How have all the factors above been brought together to estimate a fair value?
  • The analysts have a consensus price target of $5.35 for Telos based on their expectations of its future earnings growth, profit margins and other risk factors. However, there is a degree of disagreement amongst analysts, with the most bullish reporting a price target of $7.0, and the most bearish reporting a price target of just $4.0.
  • In order for you to agree with the analyst's consensus, you'd need to believe that by 2028, revenues will be $302.5 million, earnings will come to $39.4 million, and it would be trading on a PE ratio of 12.6x, assuming you use a discount rate of 8.5%.
  • Given the current share price of $5.9, the analyst price target of $5.35 is 10.3% lower. The relatively low difference between the current share price and the analyst consensus price target indicates that they believe on average, the company is fairly priced.
  • We always encourage you to reach your own conclusions though. So sense check these analyst numbers against your own assumptions and expectations based on your understanding of the business and what you believe is probable.

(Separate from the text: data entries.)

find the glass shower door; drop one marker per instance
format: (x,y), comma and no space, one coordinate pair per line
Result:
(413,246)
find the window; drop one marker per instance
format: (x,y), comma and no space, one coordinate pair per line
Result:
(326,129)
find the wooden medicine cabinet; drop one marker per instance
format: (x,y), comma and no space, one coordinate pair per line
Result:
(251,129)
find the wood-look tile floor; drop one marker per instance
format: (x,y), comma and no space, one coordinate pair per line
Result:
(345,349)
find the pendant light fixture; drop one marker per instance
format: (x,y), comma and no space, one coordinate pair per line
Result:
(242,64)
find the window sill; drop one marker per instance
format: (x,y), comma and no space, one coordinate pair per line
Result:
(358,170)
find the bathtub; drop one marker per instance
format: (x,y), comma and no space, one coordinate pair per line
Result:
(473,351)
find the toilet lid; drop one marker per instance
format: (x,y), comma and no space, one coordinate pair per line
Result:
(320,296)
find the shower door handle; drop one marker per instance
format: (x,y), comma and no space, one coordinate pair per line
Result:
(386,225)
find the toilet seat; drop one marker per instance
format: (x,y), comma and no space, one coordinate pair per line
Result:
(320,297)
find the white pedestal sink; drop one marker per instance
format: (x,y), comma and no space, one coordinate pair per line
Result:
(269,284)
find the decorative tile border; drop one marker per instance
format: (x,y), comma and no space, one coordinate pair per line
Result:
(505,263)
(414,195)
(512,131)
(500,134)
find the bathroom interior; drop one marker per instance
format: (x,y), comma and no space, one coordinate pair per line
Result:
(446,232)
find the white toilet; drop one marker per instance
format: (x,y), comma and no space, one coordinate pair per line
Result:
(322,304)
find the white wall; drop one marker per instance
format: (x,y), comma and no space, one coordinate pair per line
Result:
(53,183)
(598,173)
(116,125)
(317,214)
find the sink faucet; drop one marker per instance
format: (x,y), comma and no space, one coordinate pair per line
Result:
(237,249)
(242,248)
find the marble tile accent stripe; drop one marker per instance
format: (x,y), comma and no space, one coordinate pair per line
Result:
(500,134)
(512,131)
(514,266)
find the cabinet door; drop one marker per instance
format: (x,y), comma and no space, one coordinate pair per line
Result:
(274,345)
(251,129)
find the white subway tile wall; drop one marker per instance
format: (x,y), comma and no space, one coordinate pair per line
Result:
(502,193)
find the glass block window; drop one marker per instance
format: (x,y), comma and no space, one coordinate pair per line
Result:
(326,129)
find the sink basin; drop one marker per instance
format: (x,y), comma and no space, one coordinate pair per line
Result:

How well do narratives help inform your perspective?

Disclaimer

AnalystConsensusTarget is a tool utilizing a Large Language Model (LLM) that ingests data on consensus price targets, forecasted revenue and earnings figures, as well as the transcripts of earnings calls to produce qualitative analysis. The narratives produced by AnalystConsensusTarget are general in nature and are based solely on analyst data and publicly-available material published by the respective companies. These scenarios are not indicative of the company's future performance and are exploratory in nature. Simply Wall St has no position in the company(s) mentioned. Simply Wall St may provide the securities issuer or related entities with website advertising services for a fee, on an arm's length basis. These relationships have no impact on the way we conduct our business, the content we host, or how our content is served to users. The price targets and estimates used are consensus data, and do not constitute a recommendation to buy or sell any stock, and they do not take account of your objectives, or your financial situation. Note that AnalystConsensusTarget's analysis may not factor in the latest price-sensitive company announcements or qualitative material.